Dill Honey Mustard Dipping Sauce 

  1. In a small mixing bowl, add the mustard, honey and chopped dill and whisk to combine.
  2. Transfer dill honey mustard dipping sauce into small serving dish. Keep refrigerated until ready to eat/serve with homemade soft pretzels. 

Notes

  • Homemade soft pretzels are best eaten the day it is prepared but will last 2-3 days at room temperature or in the refrigerator when stored in an airtight container. The texture of pretzels may not be as soft as the day it is baked.
  • Baked homemade soft pretzels stored in airtight container will last up to 1-2 months in the freezer. Simply thaw at room temperature until soft or heat up in a conventional/toaster oven to eat/serve warm.
  • Unbaked homemade soft pretzels (before pre-bake bath) will last 1-3 months in the freezer when individually frozen before transferred to an airtight container. When ready to bake, thaw in the refrigerator until no longer frozen before boiling (pre-bake bath) and baking.

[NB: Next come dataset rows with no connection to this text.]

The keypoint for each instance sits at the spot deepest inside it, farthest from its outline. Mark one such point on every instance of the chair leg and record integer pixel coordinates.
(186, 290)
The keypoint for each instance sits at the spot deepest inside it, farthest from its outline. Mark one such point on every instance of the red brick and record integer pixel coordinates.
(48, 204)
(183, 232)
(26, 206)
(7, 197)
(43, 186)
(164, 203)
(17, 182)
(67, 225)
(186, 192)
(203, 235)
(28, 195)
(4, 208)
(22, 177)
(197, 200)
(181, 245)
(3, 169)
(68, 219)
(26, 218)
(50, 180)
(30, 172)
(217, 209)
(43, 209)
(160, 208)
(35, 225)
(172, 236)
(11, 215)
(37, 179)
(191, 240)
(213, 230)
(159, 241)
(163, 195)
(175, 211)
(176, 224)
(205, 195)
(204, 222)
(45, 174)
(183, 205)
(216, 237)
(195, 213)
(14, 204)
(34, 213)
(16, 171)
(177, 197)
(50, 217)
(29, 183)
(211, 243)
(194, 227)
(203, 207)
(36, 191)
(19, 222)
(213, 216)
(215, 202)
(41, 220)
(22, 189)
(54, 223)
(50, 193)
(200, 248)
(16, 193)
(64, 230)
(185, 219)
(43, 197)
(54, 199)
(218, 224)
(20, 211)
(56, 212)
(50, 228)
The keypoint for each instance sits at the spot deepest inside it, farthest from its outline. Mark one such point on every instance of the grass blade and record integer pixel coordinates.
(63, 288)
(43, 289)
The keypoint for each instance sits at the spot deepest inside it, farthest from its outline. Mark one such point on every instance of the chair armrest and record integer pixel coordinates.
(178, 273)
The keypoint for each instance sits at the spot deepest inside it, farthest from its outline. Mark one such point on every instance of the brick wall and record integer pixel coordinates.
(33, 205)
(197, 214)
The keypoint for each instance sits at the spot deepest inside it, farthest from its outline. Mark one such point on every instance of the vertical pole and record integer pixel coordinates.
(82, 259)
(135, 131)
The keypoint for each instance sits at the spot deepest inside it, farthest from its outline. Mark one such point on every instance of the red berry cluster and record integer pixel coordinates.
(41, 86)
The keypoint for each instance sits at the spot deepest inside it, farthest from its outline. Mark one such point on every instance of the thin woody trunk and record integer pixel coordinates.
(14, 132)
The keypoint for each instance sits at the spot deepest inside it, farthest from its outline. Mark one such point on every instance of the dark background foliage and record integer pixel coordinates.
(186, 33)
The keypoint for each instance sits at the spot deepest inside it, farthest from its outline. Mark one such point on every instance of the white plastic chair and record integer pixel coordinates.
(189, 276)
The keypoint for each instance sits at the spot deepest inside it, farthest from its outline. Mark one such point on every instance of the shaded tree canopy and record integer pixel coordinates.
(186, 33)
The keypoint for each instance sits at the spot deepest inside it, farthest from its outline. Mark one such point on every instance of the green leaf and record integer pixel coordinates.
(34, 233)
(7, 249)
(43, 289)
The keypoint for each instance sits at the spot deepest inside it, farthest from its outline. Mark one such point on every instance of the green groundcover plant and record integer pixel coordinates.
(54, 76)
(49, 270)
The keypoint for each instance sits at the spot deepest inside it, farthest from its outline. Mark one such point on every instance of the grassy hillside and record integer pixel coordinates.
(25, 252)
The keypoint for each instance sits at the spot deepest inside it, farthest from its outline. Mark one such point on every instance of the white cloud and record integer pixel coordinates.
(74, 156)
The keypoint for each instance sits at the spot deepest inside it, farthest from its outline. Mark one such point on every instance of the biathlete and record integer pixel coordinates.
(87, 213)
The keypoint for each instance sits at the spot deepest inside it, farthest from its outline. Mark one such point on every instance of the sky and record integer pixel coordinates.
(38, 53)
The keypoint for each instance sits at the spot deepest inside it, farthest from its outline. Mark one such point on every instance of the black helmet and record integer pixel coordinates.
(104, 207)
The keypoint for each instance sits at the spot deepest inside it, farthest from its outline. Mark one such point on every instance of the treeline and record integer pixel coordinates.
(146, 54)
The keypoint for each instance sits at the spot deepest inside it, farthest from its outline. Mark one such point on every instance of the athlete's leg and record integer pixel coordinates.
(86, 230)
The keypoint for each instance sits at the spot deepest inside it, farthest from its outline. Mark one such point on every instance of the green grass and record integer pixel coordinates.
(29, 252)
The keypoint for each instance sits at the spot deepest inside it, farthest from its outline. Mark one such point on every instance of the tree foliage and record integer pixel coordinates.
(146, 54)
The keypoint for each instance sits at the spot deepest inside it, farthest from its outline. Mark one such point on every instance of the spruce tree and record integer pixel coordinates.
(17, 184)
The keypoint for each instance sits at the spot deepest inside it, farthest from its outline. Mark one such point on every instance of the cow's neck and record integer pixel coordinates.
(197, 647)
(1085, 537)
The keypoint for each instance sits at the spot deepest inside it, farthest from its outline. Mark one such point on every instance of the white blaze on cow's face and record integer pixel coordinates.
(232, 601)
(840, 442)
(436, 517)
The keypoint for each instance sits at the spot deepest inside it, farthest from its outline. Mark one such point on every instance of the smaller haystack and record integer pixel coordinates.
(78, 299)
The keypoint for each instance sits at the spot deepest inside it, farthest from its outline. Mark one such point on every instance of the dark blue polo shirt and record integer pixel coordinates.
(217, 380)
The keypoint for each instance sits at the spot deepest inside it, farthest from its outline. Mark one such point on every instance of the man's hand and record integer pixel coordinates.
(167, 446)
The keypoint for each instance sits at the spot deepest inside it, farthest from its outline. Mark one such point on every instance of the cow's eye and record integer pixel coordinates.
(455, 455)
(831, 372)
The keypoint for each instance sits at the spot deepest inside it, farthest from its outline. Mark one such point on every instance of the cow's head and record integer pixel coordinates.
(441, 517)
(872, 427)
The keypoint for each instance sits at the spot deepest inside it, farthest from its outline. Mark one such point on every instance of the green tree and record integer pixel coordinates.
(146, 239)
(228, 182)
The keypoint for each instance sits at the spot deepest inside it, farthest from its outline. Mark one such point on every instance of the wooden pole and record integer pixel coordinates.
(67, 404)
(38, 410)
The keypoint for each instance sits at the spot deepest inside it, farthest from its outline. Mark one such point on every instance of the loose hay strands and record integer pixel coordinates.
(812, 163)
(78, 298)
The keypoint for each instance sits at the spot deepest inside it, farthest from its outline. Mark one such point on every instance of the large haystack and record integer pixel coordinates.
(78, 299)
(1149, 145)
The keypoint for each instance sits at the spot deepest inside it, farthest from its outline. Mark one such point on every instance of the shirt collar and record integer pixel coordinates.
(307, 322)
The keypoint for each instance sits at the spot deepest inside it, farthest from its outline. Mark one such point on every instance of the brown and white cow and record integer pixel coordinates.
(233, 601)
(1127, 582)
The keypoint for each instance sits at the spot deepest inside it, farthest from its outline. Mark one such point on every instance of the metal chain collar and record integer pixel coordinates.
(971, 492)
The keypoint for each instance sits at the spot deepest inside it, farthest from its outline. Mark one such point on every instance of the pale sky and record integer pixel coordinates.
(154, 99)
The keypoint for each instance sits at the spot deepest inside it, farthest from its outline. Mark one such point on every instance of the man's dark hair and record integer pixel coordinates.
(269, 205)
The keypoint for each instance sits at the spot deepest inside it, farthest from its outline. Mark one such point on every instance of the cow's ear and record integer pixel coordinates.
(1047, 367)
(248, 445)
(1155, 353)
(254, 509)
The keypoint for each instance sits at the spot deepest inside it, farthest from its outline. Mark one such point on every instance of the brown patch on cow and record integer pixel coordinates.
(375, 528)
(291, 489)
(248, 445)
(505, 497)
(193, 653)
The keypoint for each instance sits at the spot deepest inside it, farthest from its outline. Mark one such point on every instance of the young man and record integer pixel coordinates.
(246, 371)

  • For that classic pretzel texture that is chewy on the outside but soft on the inside, briefly boiling the pretzel dough in a mixture consisting of water and baking soda is an essential step that should not be skipped. This boiling process is very brief – a total of 30 seconds per pretzel dough.
  • Homemade soft pretzels can be made without a stand mixer. In fact, that is how I made it for years before I purchased a stand mixer. See notes in body of blog post for instructions on how to my pretzels by hand. 

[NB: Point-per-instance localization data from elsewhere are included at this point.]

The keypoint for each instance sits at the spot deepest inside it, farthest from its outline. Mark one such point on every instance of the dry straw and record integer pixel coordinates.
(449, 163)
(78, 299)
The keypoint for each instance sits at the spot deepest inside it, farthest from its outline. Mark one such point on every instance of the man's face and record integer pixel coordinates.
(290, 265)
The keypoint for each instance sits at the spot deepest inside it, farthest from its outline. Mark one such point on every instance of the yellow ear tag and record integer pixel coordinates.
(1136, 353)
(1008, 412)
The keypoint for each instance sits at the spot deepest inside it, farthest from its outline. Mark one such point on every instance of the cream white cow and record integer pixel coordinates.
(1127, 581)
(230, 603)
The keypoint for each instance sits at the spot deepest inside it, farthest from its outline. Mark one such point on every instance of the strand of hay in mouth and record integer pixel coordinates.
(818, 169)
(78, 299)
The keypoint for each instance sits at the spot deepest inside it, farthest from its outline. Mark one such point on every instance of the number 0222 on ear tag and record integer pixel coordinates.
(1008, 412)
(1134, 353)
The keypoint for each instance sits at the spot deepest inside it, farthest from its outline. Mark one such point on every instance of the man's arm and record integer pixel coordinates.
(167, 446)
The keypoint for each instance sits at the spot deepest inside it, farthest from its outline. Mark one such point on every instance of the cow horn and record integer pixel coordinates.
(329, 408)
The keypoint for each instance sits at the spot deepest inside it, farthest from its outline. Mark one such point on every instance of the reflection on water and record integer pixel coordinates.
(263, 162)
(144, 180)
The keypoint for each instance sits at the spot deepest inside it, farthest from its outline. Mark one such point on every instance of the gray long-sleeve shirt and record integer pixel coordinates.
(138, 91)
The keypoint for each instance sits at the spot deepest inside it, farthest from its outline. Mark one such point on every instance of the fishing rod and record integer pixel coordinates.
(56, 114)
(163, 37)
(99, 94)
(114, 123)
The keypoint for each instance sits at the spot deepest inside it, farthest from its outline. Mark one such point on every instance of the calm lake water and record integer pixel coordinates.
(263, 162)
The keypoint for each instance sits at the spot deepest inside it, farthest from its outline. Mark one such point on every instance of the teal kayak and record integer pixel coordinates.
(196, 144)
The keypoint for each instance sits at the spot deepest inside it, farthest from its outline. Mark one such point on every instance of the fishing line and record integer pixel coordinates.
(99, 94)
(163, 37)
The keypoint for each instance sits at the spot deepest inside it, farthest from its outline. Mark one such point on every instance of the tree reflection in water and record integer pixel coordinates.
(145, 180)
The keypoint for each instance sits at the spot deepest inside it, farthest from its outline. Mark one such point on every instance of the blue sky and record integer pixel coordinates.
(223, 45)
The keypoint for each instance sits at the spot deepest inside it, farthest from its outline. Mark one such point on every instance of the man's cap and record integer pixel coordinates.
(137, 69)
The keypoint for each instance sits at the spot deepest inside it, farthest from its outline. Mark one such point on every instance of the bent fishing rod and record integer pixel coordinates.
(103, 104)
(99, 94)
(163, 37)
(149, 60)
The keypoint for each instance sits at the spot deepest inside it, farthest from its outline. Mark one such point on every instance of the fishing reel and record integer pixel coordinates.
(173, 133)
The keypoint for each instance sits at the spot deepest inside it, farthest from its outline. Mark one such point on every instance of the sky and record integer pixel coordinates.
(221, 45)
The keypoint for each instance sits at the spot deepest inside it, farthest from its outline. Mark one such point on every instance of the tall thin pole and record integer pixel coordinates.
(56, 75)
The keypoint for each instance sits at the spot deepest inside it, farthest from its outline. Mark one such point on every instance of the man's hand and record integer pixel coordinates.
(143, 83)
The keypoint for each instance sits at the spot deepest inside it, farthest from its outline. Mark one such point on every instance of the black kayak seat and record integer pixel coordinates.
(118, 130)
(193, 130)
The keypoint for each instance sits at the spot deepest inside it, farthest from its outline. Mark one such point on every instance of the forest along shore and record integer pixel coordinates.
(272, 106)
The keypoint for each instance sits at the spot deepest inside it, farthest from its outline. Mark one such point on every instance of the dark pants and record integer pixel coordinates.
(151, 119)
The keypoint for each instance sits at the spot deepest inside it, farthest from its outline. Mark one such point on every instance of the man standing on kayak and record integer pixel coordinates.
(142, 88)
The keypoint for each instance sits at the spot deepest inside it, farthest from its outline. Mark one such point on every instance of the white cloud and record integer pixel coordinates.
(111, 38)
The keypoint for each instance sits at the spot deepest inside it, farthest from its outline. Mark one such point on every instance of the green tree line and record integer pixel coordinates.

  • I used a mixture of bread and all-purpose flour in recipe; however, you may just use all-purpose flour.
  • I used spicy brown mustard for dipping sauce but you may substitute with your preferred kind of mustard
  • Homemade soft pretzels may easily be made vegan by substituting the butter in dough with a plant-based oil and using plant-based sweetener in mustard sauce i.e. maple syrup, agave or brown rice syrup.
  • Recipe yields 4 large pretzels or 6 smaller pretzels. For a large yield, recipe may be easily doubled. Recipe will also make great pretzel bites as well.